Senator Keneally again hit back and said if the announcement was as wonderful as was being made out, the Minister for Trade and Tourism would have been on the show.
“I was hoping Dan Tehan would be here to talk to this announcement tonight,” she said.
“I would have thought if he was that proud of it he would have turned up here on national television and promoted it to the nation.
“And I have to wonder … did he not brief these tourism bodies yesterday and find out how diabolical their reaction was and decide he wouldn’t be here tonight?”
No getting away with slow vaccine rollout
Part of the reason the tourism industry has suffered has been the closure of both international and state borders and with the need to get travel moving again, Australia’s slow start of the vaccine rollout was questioned.
Not only have 250,000 doses of the AstraZeneca vaccine been withheld, due to an issue between Italy, the European Union and AstraZeneca, but Australia’s rollout is behind schedule.
The federal government has blamed production and supply issues for the problems and pushed back dates.
Legal scholar Kim Rubinstein said leadership was needed on the issue as the vaccine rollout is tied to Australia’s economic health.
“We need some leadership here in terms of consistency of approach to looking after the entire community,” Professor Rubinstein said.
“In terms of the actual vaccination, that, together with an enlarged quarantine framework, would open up the economy even more.
“The economy is linked into the health issues and ultimately we want the leadership to be co-ordinating the health issues with the economy.”
Macdonald put it to Senator Seselja that Australia’s rollout plan was “slipping” but the minister defended the government position.
“The first thing I’d say is it early days,” Senator Seselja said before Macdonald interjected.
“Let’s be honest here.
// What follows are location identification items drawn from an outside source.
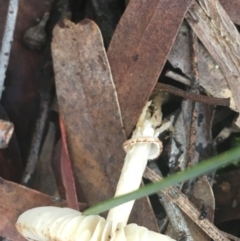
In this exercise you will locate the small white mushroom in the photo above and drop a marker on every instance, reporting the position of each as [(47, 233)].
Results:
[(65, 224)]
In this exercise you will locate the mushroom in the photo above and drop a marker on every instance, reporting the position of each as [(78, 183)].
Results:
[(53, 223)]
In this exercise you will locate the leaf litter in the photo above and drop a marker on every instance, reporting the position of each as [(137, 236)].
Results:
[(94, 111)]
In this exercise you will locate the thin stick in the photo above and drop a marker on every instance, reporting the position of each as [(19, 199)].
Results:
[(191, 96), (178, 77), (177, 197), (37, 138), (230, 236), (173, 212), (7, 41)]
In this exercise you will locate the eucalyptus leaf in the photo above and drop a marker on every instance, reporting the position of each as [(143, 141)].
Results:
[(195, 171)]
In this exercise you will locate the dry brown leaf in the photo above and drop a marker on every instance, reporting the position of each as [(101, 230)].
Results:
[(211, 77), (43, 178), (89, 107), (139, 50), (220, 37), (15, 199)]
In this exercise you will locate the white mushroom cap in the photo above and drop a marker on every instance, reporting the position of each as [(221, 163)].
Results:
[(65, 224)]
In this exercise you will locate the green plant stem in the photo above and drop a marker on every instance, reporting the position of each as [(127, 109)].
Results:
[(200, 169)]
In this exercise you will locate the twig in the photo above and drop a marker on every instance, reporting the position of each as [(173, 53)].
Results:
[(214, 28), (7, 41), (178, 77), (37, 138), (173, 212), (230, 236), (6, 131), (175, 196), (195, 90), (67, 172), (199, 98)]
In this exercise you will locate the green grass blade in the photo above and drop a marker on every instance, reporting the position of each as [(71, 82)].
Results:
[(199, 169)]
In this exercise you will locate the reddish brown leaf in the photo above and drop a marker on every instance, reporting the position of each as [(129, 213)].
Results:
[(89, 108), (15, 199), (233, 9), (139, 50), (67, 173)]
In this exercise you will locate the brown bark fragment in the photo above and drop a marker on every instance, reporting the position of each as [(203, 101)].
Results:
[(16, 199), (139, 50), (89, 108)]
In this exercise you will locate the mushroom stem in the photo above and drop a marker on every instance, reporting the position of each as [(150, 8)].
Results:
[(7, 40), (143, 145)]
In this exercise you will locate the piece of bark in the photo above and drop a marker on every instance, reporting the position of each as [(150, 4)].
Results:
[(43, 178), (89, 107), (139, 49), (211, 77), (177, 197), (21, 95), (233, 9), (67, 172), (16, 199), (220, 37)]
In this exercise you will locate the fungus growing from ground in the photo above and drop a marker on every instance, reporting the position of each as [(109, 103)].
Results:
[(63, 224)]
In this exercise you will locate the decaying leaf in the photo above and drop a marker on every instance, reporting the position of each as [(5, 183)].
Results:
[(211, 77), (220, 37), (226, 191), (15, 199), (139, 49), (43, 179), (89, 108)]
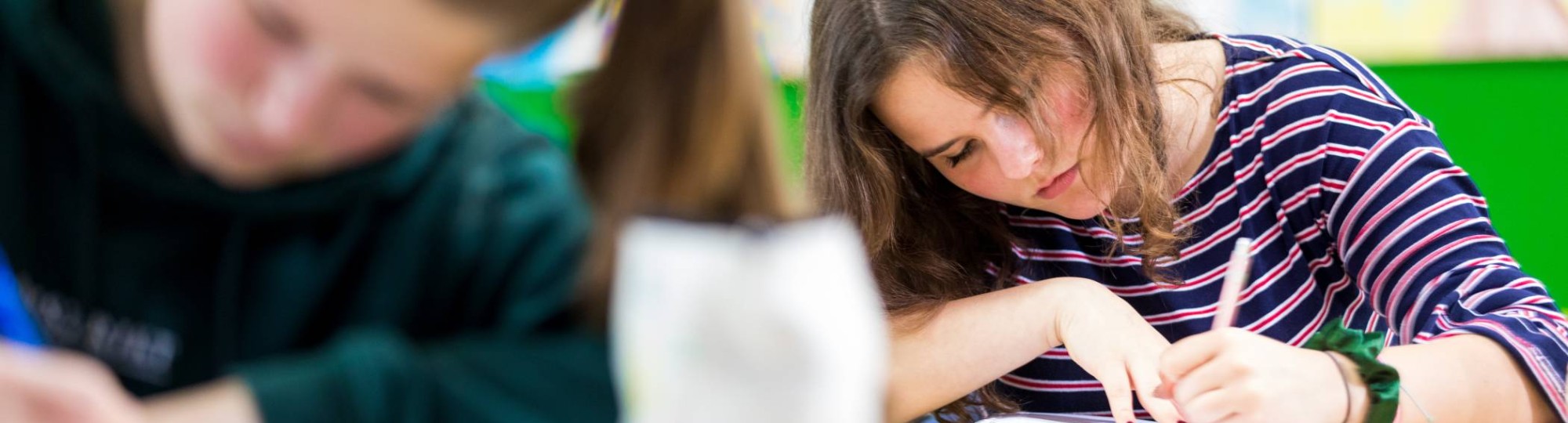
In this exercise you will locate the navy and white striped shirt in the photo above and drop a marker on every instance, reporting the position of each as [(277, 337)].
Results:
[(1356, 211)]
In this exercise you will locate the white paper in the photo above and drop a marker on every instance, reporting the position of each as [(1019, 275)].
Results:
[(725, 324)]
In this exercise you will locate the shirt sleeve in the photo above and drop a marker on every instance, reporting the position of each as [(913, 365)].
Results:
[(1412, 230)]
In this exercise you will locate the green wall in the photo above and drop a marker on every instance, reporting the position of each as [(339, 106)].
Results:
[(1504, 123)]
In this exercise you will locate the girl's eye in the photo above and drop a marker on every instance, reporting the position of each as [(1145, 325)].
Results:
[(954, 161), (275, 24)]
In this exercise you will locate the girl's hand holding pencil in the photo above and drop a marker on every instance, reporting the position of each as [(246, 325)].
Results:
[(1233, 375)]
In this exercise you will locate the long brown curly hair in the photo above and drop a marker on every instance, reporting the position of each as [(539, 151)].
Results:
[(929, 240)]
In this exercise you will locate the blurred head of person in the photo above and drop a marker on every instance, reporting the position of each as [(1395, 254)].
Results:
[(260, 93)]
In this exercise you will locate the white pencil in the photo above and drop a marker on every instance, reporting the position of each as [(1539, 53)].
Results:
[(1235, 281)]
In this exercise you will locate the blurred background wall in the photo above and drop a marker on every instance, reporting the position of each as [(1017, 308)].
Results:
[(1492, 76)]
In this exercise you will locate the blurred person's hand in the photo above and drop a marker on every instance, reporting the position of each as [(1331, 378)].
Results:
[(54, 386), (59, 386)]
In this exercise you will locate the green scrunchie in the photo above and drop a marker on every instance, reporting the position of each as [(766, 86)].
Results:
[(1363, 349)]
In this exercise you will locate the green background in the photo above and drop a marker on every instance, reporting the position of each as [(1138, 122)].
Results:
[(1504, 123)]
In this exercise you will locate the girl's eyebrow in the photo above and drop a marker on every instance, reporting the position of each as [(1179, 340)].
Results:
[(940, 150)]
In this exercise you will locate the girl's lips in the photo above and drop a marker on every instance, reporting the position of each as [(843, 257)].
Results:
[(1059, 186)]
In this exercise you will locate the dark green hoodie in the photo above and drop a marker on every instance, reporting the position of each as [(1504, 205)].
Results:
[(432, 286)]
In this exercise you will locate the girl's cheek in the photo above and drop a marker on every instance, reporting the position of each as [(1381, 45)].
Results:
[(231, 51), (366, 132)]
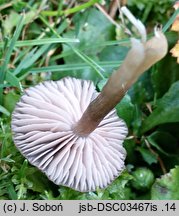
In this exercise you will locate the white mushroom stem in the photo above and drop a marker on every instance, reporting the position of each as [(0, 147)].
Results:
[(140, 58)]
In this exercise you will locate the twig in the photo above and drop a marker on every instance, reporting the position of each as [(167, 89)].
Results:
[(113, 8), (158, 157), (107, 15)]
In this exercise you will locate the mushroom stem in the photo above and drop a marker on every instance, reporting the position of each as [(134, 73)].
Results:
[(140, 58)]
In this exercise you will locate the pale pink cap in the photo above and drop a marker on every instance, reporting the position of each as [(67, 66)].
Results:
[(42, 125)]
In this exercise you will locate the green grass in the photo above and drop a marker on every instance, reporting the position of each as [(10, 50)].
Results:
[(39, 44)]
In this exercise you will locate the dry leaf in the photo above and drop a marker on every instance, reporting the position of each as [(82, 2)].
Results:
[(175, 51)]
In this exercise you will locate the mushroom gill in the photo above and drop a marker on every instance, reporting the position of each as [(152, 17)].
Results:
[(43, 123)]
You’re behind schedule,” the host said.
“You said 4 million by the end of March. Will it happen?” Ms Keneally asked.
“We’re about to ramp up our own capacity … and we didn’t go down the path of emergency approvals for various reasons,” Senator Seselja responded.
“One of which is because we’ve had better control of the pandemic than many other countries.
“As we get that national sovereign capability rolling out, which will be happening very soon, you will see very, very quickly it ramp up.”
He then added the government is still intent on getting most adults vaccinated by October.
Ms Keneally used the comment as an opportunity to demand the government hit their targets as she accused them of failing in their rollout.
“The Prime Minister said we’d be at the front of the queue [for vaccines],” she said.
“We’re not. Seventy-four countries are ahead of us.
“Four million of us would be vaccinated by the end of March. We’ve only got 3.9 million to go by the end of March,” she said before Macdonald tried to move the show on but Ms Keneally would not be denied and made a plea of her own.